About Little Urswick
LITTLE URSWICK
Little Urswick from Scales RoadLittle Urswick is a distinct and separate village in its own right, one mile from Great Urswick. It has 114 dwellings, an increase of around 62 over living memory.
Known in the area for many years, when the rural villages were home to a continuity of resident families and a local dialect still prevailed, as Lile Ossick, the history of this village appears to at least equal the age of its larger neighbour, Gt Ossick.
Village Green
The centre-piece is the village green, in reality, a thin covering of soil and now well cared for grass over an extensive outcrop of Urswick Limestone Formation, which still, character-fully, presents itself through a few ‘bald’ areas on the green.
As with the local dialect, the village has lost its pub, The Swan, which neighbored the school overlooking the village green.
In the early 1900s the green would become the annual short term bed and breakfast accommodation for large numbers of geese brought over from Ireland and taken from village to village throughout the area to be sold to local people.
One can only imagine the noise that geese in those numbers would make, and the relief that those living around the green would feel when they moved on to another village and peace returned.
The village school around 1930
The village green was always known around the Low Furness villages as Little Urswick’s school green as it was the play area for the village school.
With a charter signed by Queen Elizabeth I and dating from 1585, there can be very few villages of the small size of Little Urswick that have, or have had, a Free Grammar School in continuous use for 409 years.

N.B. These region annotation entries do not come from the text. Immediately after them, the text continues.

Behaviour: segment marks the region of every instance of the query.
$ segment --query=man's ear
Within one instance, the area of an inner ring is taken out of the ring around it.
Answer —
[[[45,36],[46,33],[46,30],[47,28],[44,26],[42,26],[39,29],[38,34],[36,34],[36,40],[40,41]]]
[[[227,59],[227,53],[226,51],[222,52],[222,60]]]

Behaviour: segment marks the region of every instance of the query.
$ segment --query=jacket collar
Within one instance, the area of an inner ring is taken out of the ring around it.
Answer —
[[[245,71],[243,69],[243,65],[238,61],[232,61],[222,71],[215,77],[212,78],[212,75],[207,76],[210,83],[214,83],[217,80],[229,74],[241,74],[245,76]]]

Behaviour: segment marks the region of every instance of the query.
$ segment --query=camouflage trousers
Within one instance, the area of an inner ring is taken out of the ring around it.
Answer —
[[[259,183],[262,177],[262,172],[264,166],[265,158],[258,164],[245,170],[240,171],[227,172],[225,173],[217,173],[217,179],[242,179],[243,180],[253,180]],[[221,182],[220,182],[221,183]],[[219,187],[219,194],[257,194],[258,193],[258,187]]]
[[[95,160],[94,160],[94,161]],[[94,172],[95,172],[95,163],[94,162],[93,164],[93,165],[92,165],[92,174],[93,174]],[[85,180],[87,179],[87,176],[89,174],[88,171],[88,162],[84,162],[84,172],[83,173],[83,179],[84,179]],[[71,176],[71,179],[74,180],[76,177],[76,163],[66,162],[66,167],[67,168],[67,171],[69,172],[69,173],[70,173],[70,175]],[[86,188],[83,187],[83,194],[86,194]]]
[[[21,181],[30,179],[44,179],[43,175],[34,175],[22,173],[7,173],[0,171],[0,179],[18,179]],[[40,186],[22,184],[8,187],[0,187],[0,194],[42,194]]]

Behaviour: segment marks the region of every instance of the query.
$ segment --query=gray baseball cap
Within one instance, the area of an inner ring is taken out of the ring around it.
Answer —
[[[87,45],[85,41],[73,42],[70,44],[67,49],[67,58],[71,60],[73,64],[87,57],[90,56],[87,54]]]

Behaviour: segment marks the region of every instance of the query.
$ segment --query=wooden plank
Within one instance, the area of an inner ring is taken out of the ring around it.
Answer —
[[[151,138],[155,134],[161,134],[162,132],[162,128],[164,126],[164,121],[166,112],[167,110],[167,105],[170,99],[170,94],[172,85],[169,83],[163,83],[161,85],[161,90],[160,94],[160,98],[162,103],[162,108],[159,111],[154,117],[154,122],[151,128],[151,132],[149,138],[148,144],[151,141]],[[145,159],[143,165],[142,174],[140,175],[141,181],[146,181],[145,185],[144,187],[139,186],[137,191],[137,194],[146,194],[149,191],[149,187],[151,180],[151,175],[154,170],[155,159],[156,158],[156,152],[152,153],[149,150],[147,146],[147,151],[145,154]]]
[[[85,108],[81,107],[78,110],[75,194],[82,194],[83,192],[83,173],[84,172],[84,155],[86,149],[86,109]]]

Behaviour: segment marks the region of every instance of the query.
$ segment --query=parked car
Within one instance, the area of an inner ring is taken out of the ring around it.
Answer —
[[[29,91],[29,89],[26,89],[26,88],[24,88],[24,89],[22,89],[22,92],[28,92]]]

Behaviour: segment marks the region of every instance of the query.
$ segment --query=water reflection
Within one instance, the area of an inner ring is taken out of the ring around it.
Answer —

Village children performing for HM Queen Elizabeth II
On the occasion of the school’s 400th anniversary in 1985, it was visited by H.M. Queen Elizabeth II, but nine years later it was to close in favour of a modern building in Great Urswick.
The structure of the school buildings has survived as a conversion to three private dwellings, amongst which the original Free Grammar School, renamed as White Rose Cottage, identifies itself by a 1585 date stone.
Redmayne Hall, Little Urswick
As recently as fifty years ago, this village, then of around fifty dwellings, included six working farms within its boundary. These included Redmayne Hall which, whilst no longer a working farm, has been wonderfully conserved by its present owner, as the farmstead that it was, possibly dating from Elizabethan times.
Only one working farm still tentatively remains within the boundary of the village. Agriculture is still very evident throughout the parish, but is now focused on fewer units, usually operating outside of the main settlements.